The Supreme Court ordered that public education be de-segregated, but no timeline was issued and school systems were slow to comply. In response to the Brown decision, Southern states organized the "Massive Resistance" movement, which shut down state education systems rather than integrate the schools. A notable example of this type of action occurred in Little Rock, Arkansas in 1957 when Governor Orval Faubus attempted to use the National Guard to block integration of Central High School. President Eisenhower responded by federalizing the Guard and moving units of the 101st Airborne into Little Rock to enforce the law. Faubus countered by closing Little Rock's schools for a year.

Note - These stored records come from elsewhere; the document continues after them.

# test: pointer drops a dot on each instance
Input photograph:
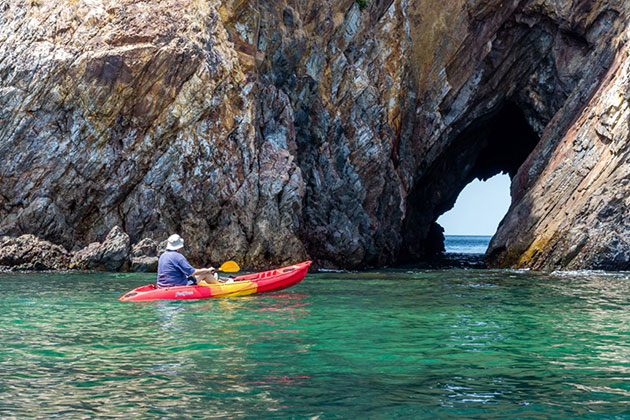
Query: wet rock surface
(144, 256)
(30, 253)
(272, 132)
(109, 255)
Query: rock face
(109, 255)
(144, 256)
(29, 253)
(274, 131)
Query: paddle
(229, 267)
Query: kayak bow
(266, 281)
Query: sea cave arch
(498, 142)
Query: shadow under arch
(499, 141)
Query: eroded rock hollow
(274, 131)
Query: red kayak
(266, 281)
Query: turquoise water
(378, 345)
(462, 244)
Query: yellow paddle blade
(229, 267)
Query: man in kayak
(174, 269)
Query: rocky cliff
(274, 131)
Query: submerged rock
(30, 253)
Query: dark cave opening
(498, 142)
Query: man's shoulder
(172, 255)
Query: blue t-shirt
(173, 269)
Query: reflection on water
(406, 344)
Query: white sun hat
(175, 242)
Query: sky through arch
(479, 207)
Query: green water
(380, 345)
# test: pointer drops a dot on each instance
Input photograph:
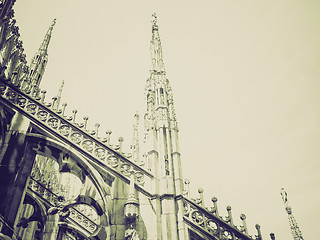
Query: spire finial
(39, 61)
(154, 19)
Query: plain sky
(245, 78)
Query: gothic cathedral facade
(61, 180)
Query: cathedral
(62, 180)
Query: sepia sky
(245, 78)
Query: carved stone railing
(74, 134)
(210, 224)
(52, 199)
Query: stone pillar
(16, 165)
(51, 228)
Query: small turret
(40, 59)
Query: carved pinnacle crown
(154, 21)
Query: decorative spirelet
(209, 219)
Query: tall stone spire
(58, 97)
(162, 156)
(40, 59)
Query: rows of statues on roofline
(14, 68)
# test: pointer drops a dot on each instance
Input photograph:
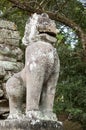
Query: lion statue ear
(34, 15)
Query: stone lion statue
(37, 81)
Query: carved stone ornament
(36, 83)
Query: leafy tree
(71, 89)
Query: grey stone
(11, 51)
(10, 41)
(15, 66)
(7, 25)
(2, 72)
(1, 93)
(26, 124)
(10, 60)
(9, 34)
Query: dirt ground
(69, 125)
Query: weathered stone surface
(7, 25)
(11, 51)
(9, 34)
(25, 124)
(2, 71)
(10, 60)
(15, 66)
(6, 41)
(37, 81)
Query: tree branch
(55, 16)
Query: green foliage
(71, 88)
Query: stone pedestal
(25, 124)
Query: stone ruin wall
(10, 60)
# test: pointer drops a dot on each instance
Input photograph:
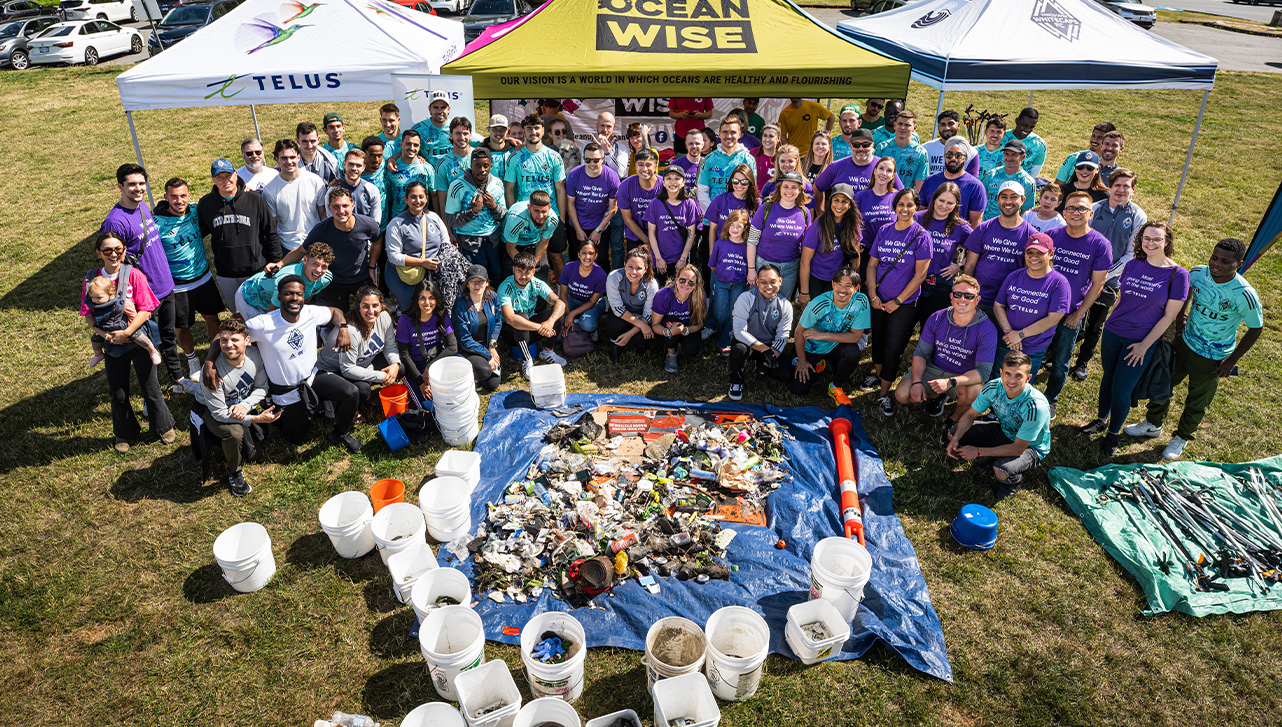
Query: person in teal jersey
(1207, 345)
(717, 167)
(1010, 171)
(1018, 440)
(1035, 145)
(912, 162)
(335, 131)
(408, 168)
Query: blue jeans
(1119, 378)
(723, 307)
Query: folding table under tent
(1004, 45)
(271, 53)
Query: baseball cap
(1040, 241)
(219, 167)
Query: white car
(114, 10)
(83, 41)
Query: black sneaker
(239, 486)
(345, 441)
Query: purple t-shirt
(974, 198)
(580, 287)
(667, 235)
(894, 277)
(1078, 257)
(1001, 251)
(635, 199)
(730, 262)
(944, 244)
(781, 235)
(591, 195)
(874, 210)
(1028, 300)
(130, 226)
(959, 348)
(1142, 295)
(822, 264)
(665, 304)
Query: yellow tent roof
(673, 48)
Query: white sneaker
(1174, 449)
(1142, 430)
(550, 357)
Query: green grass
(113, 612)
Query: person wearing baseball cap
(1031, 304)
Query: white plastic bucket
(435, 584)
(244, 551)
(346, 518)
(398, 527)
(673, 646)
(453, 641)
(489, 695)
(824, 614)
(446, 504)
(685, 698)
(737, 644)
(546, 712)
(564, 680)
(839, 571)
(433, 714)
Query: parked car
(186, 19)
(83, 41)
(486, 13)
(114, 10)
(1132, 10)
(16, 39)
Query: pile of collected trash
(627, 494)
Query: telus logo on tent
(674, 26)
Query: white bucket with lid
(564, 680)
(346, 518)
(739, 641)
(839, 571)
(673, 646)
(815, 631)
(453, 641)
(398, 527)
(489, 695)
(244, 551)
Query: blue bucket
(392, 434)
(974, 527)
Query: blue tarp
(896, 607)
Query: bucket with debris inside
(673, 646)
(553, 648)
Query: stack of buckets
(455, 400)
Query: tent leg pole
(137, 151)
(1189, 158)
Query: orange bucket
(394, 398)
(386, 493)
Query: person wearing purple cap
(1031, 303)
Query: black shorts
(204, 300)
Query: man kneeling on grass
(1021, 436)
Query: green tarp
(1117, 534)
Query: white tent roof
(267, 51)
(957, 45)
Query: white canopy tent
(271, 53)
(987, 45)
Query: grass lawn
(112, 609)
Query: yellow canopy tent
(673, 48)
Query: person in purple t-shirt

SSUSH20 – Analyze U.S. international and domestic policies including their influences on technological advancements and social changes during the Truman and Eisenhower administrations.
c. Examine the influence of Sputnik on U.S. technological innovations and education.
On October 4, 1957, the Soviet Union launched the first man-made earth satellite - Sputnik I. Sputnik I was not an unexpected development. United States intelligence had photographed the launch site using spy planes. However, the public and political outcry in America regarding the Soviet success over the United States led to several developments including the following:
1. dramatic increase in funding for science and math education
2. creation of a national space program - National Aeronautics and Space Administration (NASA)
3. inspired a generation of engineers and scientists to develop new technology, which in turn led to the eventual development of the Internet
4. contributed to the perception of a "missile gap" between the United States and the Soviet Union. The fear was that the Soviets could use sudden (perceived) superiority in missile technology to launch an attack on the U.S. and its allies.
5. Although he did not create the Cold War, President Eisenhower devised policies to counter the perceived Soviet military threat. His "domino theory" led to American intervention in Vietnam. His "massive retaliation" stance proclaimed that the United States would answer any military attack with all out military and atomic capacity.